Originally I came into Instant Death (retitled ‘Rage’) very excited while understanding this was not going to be a high dollar production. Some understanding would be needed. I am good with cheap so long as those behind it are putting a sincere effort forward.
This film stars Lou Ferrigno-the man who played the Incredible Hulk reportedly because a then unknown Schwarzenegger was too small. I am old enough to remember the live action Incredible Hulk series and I have a soft spot for Ferrigno so that is the main reason I picked this up. If it had been anybody else maybe not. I will say the man is in fantastic shape for his age, but he is definitely no action hero. For example his attempt at a steely look has all the intimidation of a man constipated.
But the issues with this film go deeper than his inability to get his character to come off as tough. Much deeper. The story of Instant Death kind of meanders along. The direction is poor making the film is slow and stiff. And the dialogue is clunky to the point of feeling adlibbed. And continuity within a scene might not actually occur.

Ferrigno stars as Special Forces veteran John Bradley whose daughter gets caught up in some kind of drug war in this supposed thriller. And I use the term “thriller” loosely. Thrills are not Instant Death’s strong point. Did the director Ara Paiaya actually direct or did he just film some random shit and hope to get a story out of it by slapping clips together? This movie appears to begin in the US but abruptly jumps across the ocean.

Instant Death was slow and disjointed. And our hero kind of stumbles into the whole situation and lumbers through a few incidental villains to the chief bad guy. Lou Ferrigno really showed his age here as John Bradley. This is an action movie, but his moves are insanely slow for the genre. He is supposed to be this unstable Special Forces guy that is better than the best, but he moves like he has arthritis and does not know who to attack.
And how exactly is this American Special Forces vet connected to the equally geriatric British Special Forces Col. Neal (Michael James MacMahon)? While they are both a type of Special Forces, neither one served in the same military. Neal’s only purpose is to spout ominous lines about how dangerous John is and wear cheap looking uniforms that poorly fit. They raided a costume shop for this and did not even bother to iron their purchase.
And that granddaughter was such an incidental character. I do not think they even used her name. I am completely drawing a blank on it. She shows up for one scene to establish her existence and then in another scene you get to watch when she is killed by the villain. And the villain’s name? Bonus points if you can recall it from memory. How can you make a movie that is so forgettable?
Her mother Jane (Tania Staite), John’s daughter, is done a little better and her name even gets used a few times. She is apparently a single mom living somewhere in the UK. It is supposed to be London, but this could be any old apartment building anywhere really. This movie is so cheap that stock footage for establishing purposes was outside the budget.

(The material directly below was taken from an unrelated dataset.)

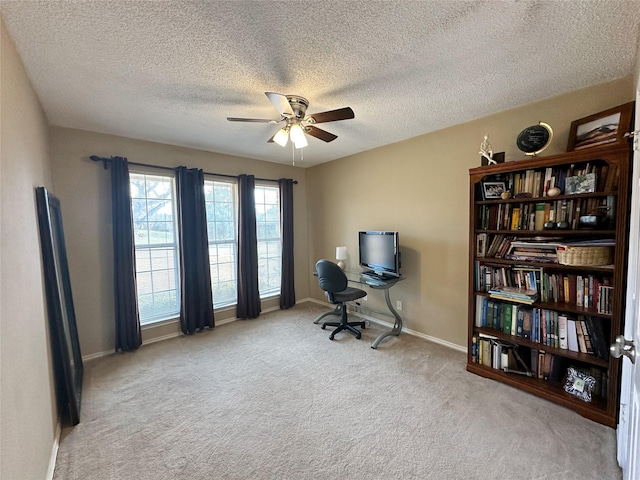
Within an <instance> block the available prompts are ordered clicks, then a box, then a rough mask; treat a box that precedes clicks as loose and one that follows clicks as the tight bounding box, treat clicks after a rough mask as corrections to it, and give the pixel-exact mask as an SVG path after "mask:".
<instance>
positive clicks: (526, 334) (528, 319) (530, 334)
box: [522, 308, 531, 338]
mask: <svg viewBox="0 0 640 480" xmlns="http://www.w3.org/2000/svg"><path fill="white" fill-rule="evenodd" d="M522 336H523V337H524V338H531V309H528V308H527V309H524V311H523V319H522Z"/></svg>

I find this reminiscent of the recent Bruce Willis formula of filmmaking. What am I talking about? In a Bruce Willis movie they film the bulk of the movie with the no name actors and then film the necessary footage with Willis separate from everything else. There might be some shots for continuity purposes using a body double, but the marquee name rarely interacts with the rest of the cast.
Characterization is awful in this film. And that is being extremely kind. There is no emotional connection between John and Jane or John and the granddaughter or even the deceased mother and daughter. Nobody comes off as having any real emotional connection. People on a bus have a stronger bond than anybody in this movie. My bond with the self-checkout at the store was more significant than anything a character had with another here.
I was also left with the feeling that at least in the beginning of the film there was some type of connection between the villain and Bradley. I am not sure why, but I was left with that impression. The dialogue seemed to indicate it but it never came to fruition. Did the connection get left on the cutting room floor or was the script that poorly written and edited that either a plot point was poorly communicated or not thoroughly edited out?
John Bradley is unstable and a well-trained killer who worked for the government in some vague capacity killing people. The talk implies it was for the US Army but what occurs in the movie implies it was for the British government. I think they took a page from the director of Virtuosity and were winging it here. I am talking the whole movie.
Instant Death is not good. Words cannot explain just how much of a turd it is. Avoid this!